27 When they had brought them, they set them before the council. The high priest questioned them,
En als zij hen gebracht hadden, stelden zij hen voor den raad; en de hogepriester vraagde hun, en zeide:
28 saying, "Did we not strictly command you not to teach in this name? And look, you have filled Urishlim with your teaching, and intend to bring this man's blood on us."
Hebben wij u niet ernstiglijk aangezegd, dat gij in dezen Naam niet zoudt leren? En ziet, gij hebt met deze uw leer Jeruzalem vervuld, en gij wilt het bloed van dezen Mens over ons brengen.
29 But Kipha and the apostles answered, "We must obey God rather than people.
Maar Petrus en de apostelen antwoordden, en zeiden: Men moet Gode meer gehoorzaam zijn, dan den mensen.
30 The God of our fathers raised up Yeshua, whom you killed, hanging him on a tree.
De God onzer vaderen heeft Jezus opgewekt, Welken gij omgebracht hebt, hangende Hem aan het hout.
31 God exalted him with his right hand to be a Leader and a Savior, to give repentance to Israyel, and forgiveness of sins.
Deze heeft God door Zijn rechter hand verhoogd tot een Vorst en Zaligmaker, om Israel te geven bekering en vergeving der zonden.
32 We are witnesses of these things; and so also is the Rukha d'Qudsha, whom God has given to those who obey him."
En wij zijn Zijn getuigen van deze woorden; en ook de Heilige Geest, Welken God gegeven heeft dengenen, die Hem gehoorzaam zijn.
33 But they, when they heard this, were furious, and wanted to kill them.
Als zij nu dit hoorden, barstte hun het hart, en zij hielden raad, om hen te doden.
34 But one stood up in the council, a Pharisee named Gamaliel, a teacher of the Law, honored by all the people, and commanded to put the men out for a little while.
Maar een zeker Farizeer stond op in den raad, met name Gamaliel, een leraar der wet, in waarde gehouden bij al het volk, en gebood, dat men de apostelen een weinig zou doen buiten staan.
35 He said to them, "You men of Israyel, be careful concerning these men, what you are about to do.
En hij zeide tot hen: Gij Israelietische mannen, ziet voor u, wat gij doen zult aangaande deze mensen.
36 For before these days Todah rose up, making himself out to be somebody; to whom a number of men, about four hundred, joined themselves: who was slain; and all, as many as obeyed him, were dispersed, and came to nothing.
Want voor deze dagen stond Theudas op, zeggende, dat hij wat was, dien een getal van omtrent vierhonderd mannen aanhing; welke is omgebracht, en allen, die hem gehoor gaven, zijn verstrooid en tot niet geworden.
37 After this man, Yehudah of Galila rose up in the days of the enrollment, and drew away some people after him.
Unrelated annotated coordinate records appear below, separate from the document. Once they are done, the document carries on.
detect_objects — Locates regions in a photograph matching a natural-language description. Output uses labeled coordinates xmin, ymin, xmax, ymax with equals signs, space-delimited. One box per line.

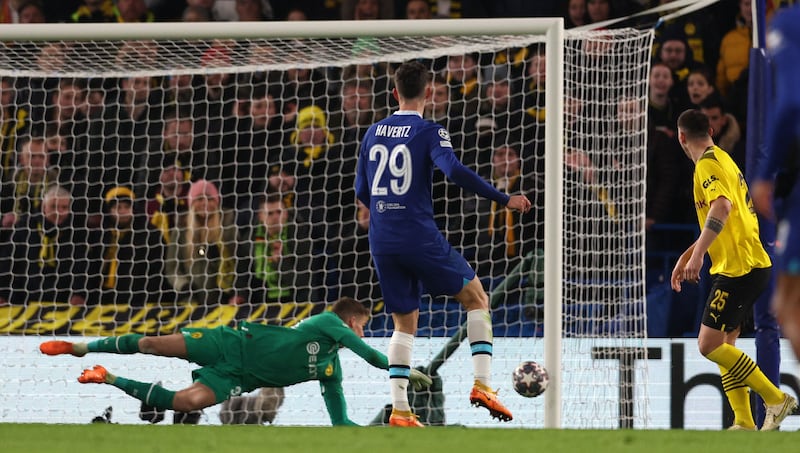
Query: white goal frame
xmin=0 ymin=18 xmax=565 ymax=428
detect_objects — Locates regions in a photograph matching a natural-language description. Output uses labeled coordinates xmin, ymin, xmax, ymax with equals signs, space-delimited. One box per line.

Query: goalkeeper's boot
xmin=761 ymin=393 xmax=797 ymax=431
xmin=78 ymin=365 xmax=108 ymax=384
xmin=469 ymin=381 xmax=514 ymax=422
xmin=39 ymin=340 xmax=85 ymax=357
xmin=389 ymin=409 xmax=425 ymax=428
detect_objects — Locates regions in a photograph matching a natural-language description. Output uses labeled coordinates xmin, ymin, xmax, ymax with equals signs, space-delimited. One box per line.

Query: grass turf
xmin=0 ymin=424 xmax=800 ymax=453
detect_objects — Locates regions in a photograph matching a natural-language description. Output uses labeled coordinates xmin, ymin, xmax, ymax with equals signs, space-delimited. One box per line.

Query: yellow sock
xmin=719 ymin=366 xmax=756 ymax=428
xmin=706 ymin=343 xmax=783 ymax=405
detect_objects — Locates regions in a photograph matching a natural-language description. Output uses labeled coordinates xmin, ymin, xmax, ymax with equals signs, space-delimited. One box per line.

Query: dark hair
xmin=331 ymin=297 xmax=370 ymax=321
xmin=678 ymin=109 xmax=710 ymax=139
xmin=394 ymin=61 xmax=431 ymax=99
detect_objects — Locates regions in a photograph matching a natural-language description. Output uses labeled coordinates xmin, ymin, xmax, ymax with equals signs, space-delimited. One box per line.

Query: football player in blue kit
xmin=752 ymin=6 xmax=800 ymax=358
xmin=356 ymin=61 xmax=531 ymax=427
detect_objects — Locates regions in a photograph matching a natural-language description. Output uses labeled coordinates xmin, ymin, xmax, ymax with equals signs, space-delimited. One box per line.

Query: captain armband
xmin=705 ymin=216 xmax=725 ymax=234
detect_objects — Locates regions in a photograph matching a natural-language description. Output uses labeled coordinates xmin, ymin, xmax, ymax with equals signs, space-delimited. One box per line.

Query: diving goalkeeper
xmin=39 ymin=297 xmax=431 ymax=426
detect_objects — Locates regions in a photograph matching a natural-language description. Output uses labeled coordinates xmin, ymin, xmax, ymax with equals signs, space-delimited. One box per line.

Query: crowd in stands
xmin=0 ymin=0 xmax=780 ymax=332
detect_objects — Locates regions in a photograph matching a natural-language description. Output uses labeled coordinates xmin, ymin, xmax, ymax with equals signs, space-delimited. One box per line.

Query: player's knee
xmin=139 ymin=337 xmax=159 ymax=354
xmin=172 ymin=392 xmax=209 ymax=412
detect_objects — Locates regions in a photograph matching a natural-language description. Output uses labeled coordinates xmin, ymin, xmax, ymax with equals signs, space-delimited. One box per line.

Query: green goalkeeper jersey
xmin=238 ymin=312 xmax=389 ymax=425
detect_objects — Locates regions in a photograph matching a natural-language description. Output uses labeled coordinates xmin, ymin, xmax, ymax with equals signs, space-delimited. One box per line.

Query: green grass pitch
xmin=0 ymin=424 xmax=800 ymax=453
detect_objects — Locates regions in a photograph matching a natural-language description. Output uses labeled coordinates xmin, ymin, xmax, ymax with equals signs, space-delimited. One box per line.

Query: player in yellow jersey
xmin=671 ymin=110 xmax=797 ymax=431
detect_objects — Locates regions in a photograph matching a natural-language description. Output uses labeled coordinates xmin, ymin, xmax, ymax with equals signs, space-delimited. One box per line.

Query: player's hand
xmin=750 ymin=181 xmax=775 ymax=220
xmin=408 ymin=368 xmax=433 ymax=390
xmin=506 ymin=195 xmax=531 ymax=213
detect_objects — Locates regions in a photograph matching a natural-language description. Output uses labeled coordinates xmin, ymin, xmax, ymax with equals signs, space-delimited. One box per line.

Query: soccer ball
xmin=511 ymin=361 xmax=550 ymax=398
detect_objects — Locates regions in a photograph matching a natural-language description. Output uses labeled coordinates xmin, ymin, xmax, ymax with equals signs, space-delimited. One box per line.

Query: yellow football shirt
xmin=694 ymin=146 xmax=772 ymax=277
He also perished, and all, as many as obeyed him, were scattered abroad.
Na hem stond op Judas, de Galileer in de dagen der beschrijving, en maakte veel volks afvallig achter zich; en deze is ook vergaan, en allen, die hem gehoor gaven, zijn verstrooid geworden.
38 Now I tell you, withdraw from these men, and leave them alone. For if this counsel or this work is of human origin, it will be overthrown.
En nu zeg ik ulieden: Houdt af van deze mensen, en laat hen gaan; want indien deze raad, of dit werk uit mensen is, zo zal het gebroken worden.
39 But if it is of God, you will not be able to overthrow them, and you would be found even to be fighting against God."
Maar indien het uit God is, zo kunt gij dat niet breken; opdat gij niet misschien bevonden wordt ook tegen God te strijden.
40 They agreed with him. Summoning the apostles, they beat them and commanded them not to speak in the name of Yeshua, and let them go.
En zij gaven hem gehoor; en als zij de apostelen tot zich geroepen hadden, geselden zij dezelve, en geboden hun, dat zij niet zouden spreken in den Naam van Jezus; en lieten hen gaan.
41 They therefore departed from the presence of the council, rejoicing that they were counted worthy to suffer dishonor for the Name.
Zij dan gingen heen van het aangezicht des raads, verblijd zijnde, dat zij waren waardig geacht geweest, om Zijns Naams wil smaadheid te lijden.
42 Every day, in the temple and at home, they never stopped teaching and proclaiming that Yeshua is the Meshikha.
En zij hielden niet op, allen dag, in den tempel en bij de huizen, te leren, en Jezus Christus te verkondigen.